Some have contended that as an elected Alderman (a legislator) that it was improper for me to offer a prayer and to make reference to my belief in Jesus Christ. This contention is in error. First of all, the words of a legislator do not constitute state action. Secondly, the freedom of speech and the state policy of promoting an open and robust debate on important issues protects the individual legislator's right to speak freely. For example, if a legislator were to state in advocating for his county to place a Ten Commandments monument on the courthouse grounds because that's what Jesus wants, the legislator's words would not violate the Establishment Clause. However, if it is later shown that a majority of the legislators passed the law for that same reason, then the placement of the Ten Commandments monument would violate the Establishment Clause. (See McReary County v. ACLU, 545 U.S. ____ (2005).

But a legislator's words are different from the passage of a law.

Some people have the flawed understanding that the Constitution requires a complete separation of church and state. The “wall of separation” phrase that was coined by Thomas Jefferson, does not exist in the Constitution and did not appear in Supreme Court jurisprudence until the 1946 case of Everson v. Board of Education, 330 U.S. 1 (1947) in which the Supreme Court upheld the right of New Jersey to use public funds to pay for transportation of children to a private, religious school. The more accurate standard to reflect the relationship between the two is that reasonable accommodation is allowed provided there is not excessive entanglement. Chief Justice Rehnquist addressed this on June 27, 2005 in Van Orden v. Perry; 545 U.S. ____ (2005) [Slip Opinion, p.8] where the Supreme Court upheld the placement of a Ten Commandments monument on the grounds of the Texas State Capitol:

Recognition of the role of God in our Nation's heritage has also been reflected in our decisions. We have acknowledged, for example, that “religion has been closely identified with our history and government,” School Dist. of Abington Township v. Schempp, 374 U.S., at 212, and that “[t]he history of man is inseparable from the history of religion,” Engel v. Vitale, 370 U.S 421, 434 (1962). This recognition has led us to hold that the Establishment Clause permits a state legislature to open its daily sessions with a prayer by a chaplain paid by the State. Marsh v. Chambers, 463 U.S., at 792. Such a practice, we thought, was “deeply embedded in the history and tradition of this country.” Id., at 786.

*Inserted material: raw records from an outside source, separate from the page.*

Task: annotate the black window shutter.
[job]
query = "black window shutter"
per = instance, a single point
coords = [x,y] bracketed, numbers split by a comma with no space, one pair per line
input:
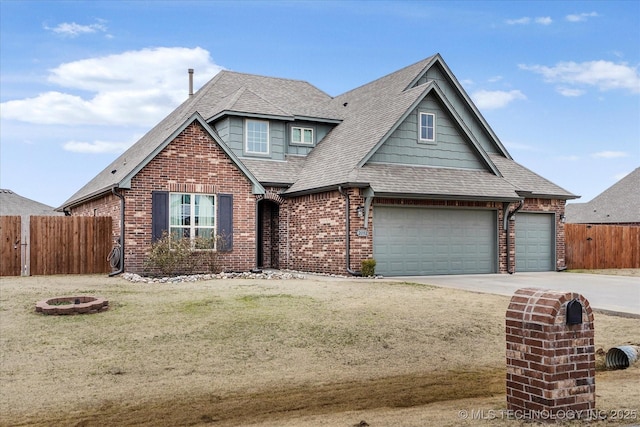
[225,222]
[159,214]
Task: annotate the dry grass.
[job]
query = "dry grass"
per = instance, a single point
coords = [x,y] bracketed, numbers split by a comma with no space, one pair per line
[234,352]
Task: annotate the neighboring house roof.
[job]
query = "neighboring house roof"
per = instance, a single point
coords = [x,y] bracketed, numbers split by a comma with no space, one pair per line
[365,118]
[13,204]
[619,203]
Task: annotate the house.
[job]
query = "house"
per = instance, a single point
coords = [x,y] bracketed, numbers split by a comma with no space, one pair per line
[404,170]
[617,205]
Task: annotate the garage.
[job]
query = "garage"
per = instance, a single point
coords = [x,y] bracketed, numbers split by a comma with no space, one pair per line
[413,241]
[535,242]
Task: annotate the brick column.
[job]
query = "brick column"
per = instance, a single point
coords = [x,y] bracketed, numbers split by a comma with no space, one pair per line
[550,360]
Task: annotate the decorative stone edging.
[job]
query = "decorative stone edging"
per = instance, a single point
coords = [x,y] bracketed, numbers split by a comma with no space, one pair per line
[264,275]
[81,304]
[268,275]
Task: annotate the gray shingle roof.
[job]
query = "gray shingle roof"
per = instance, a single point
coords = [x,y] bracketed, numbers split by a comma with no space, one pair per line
[619,203]
[366,116]
[14,204]
[526,181]
[437,183]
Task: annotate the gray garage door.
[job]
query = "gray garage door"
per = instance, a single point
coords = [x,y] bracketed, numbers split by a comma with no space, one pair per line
[420,241]
[535,242]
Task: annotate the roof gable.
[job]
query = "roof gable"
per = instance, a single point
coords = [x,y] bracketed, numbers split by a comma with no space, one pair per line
[437,70]
[472,147]
[619,203]
[196,117]
[372,112]
[14,204]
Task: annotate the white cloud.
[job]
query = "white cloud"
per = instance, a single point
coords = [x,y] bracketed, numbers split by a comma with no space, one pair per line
[490,100]
[132,88]
[619,176]
[520,21]
[566,91]
[580,17]
[71,29]
[570,158]
[605,75]
[609,154]
[544,20]
[517,146]
[96,147]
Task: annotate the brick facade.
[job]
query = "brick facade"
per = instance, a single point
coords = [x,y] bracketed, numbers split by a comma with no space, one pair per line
[550,364]
[192,162]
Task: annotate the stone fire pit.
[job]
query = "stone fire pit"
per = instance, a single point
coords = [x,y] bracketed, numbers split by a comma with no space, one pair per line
[81,304]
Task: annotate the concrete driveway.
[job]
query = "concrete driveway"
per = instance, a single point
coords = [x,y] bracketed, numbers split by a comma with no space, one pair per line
[619,294]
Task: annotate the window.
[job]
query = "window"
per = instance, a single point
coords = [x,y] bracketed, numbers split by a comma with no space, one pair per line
[257,137]
[193,216]
[301,135]
[427,127]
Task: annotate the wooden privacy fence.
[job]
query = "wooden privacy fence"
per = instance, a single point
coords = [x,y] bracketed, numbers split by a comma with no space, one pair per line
[56,245]
[602,246]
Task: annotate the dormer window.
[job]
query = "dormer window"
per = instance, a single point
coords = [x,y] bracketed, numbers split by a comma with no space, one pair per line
[300,135]
[427,127]
[257,137]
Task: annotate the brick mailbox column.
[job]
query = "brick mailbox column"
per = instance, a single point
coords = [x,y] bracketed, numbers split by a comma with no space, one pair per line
[550,355]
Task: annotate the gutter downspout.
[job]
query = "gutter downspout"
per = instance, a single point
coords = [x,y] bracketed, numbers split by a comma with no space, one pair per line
[347,234]
[507,218]
[121,269]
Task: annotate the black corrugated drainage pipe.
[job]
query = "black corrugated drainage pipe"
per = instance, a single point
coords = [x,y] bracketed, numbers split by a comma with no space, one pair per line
[347,234]
[621,357]
[506,227]
[118,250]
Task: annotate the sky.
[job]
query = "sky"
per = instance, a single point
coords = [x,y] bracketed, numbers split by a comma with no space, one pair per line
[80,81]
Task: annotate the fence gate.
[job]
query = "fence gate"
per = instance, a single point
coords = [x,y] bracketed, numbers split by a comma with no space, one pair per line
[11,246]
[70,244]
[43,245]
[602,246]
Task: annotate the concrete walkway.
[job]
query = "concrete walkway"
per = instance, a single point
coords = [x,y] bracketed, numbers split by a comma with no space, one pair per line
[619,294]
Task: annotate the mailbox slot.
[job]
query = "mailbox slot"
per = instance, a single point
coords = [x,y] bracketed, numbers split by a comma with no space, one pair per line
[574,312]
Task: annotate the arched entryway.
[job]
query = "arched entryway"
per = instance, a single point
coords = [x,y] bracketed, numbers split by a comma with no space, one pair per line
[268,234]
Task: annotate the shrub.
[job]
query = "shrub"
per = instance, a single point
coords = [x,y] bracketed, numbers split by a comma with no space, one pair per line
[368,267]
[170,257]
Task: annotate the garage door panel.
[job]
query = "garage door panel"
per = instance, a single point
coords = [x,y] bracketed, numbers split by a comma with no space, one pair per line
[435,241]
[535,242]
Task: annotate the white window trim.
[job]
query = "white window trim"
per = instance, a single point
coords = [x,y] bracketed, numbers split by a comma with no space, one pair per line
[246,137]
[192,214]
[420,138]
[302,129]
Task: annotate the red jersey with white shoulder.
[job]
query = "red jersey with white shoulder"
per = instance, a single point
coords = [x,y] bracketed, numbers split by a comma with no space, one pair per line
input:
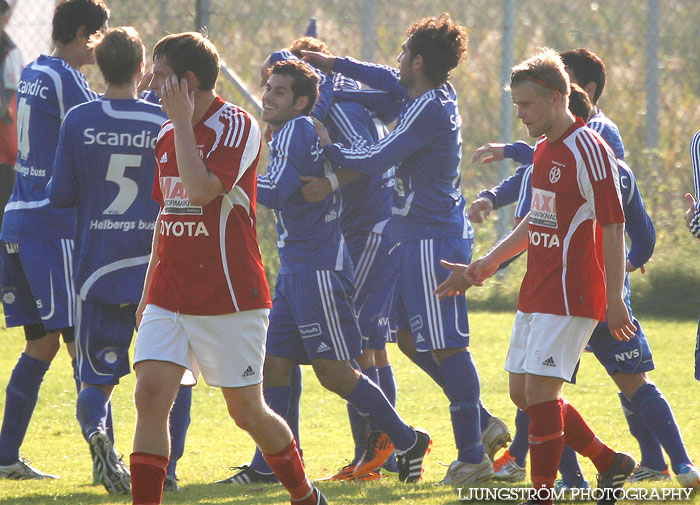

Finally, it seems to me that if the City of Frederick is serious about tolerating and celebrating the rich diversity of its citizenry, that we should want to learn and understand the religious and philosophical foundations of one another. By allowing someone to offer an invocation at a Board of Aldermen meeting does not mean that the City subscribes to the religious views of the one speaking or praying. It was my understanding when Mayor Holtzinger asked me to offer an invocation at our first meeting, that he would extend the same offer to others in the future, and without telling them how to do it. I hope that this happens. If we are a tolerant and inclusive people, we will appreciate learning about religious views of others.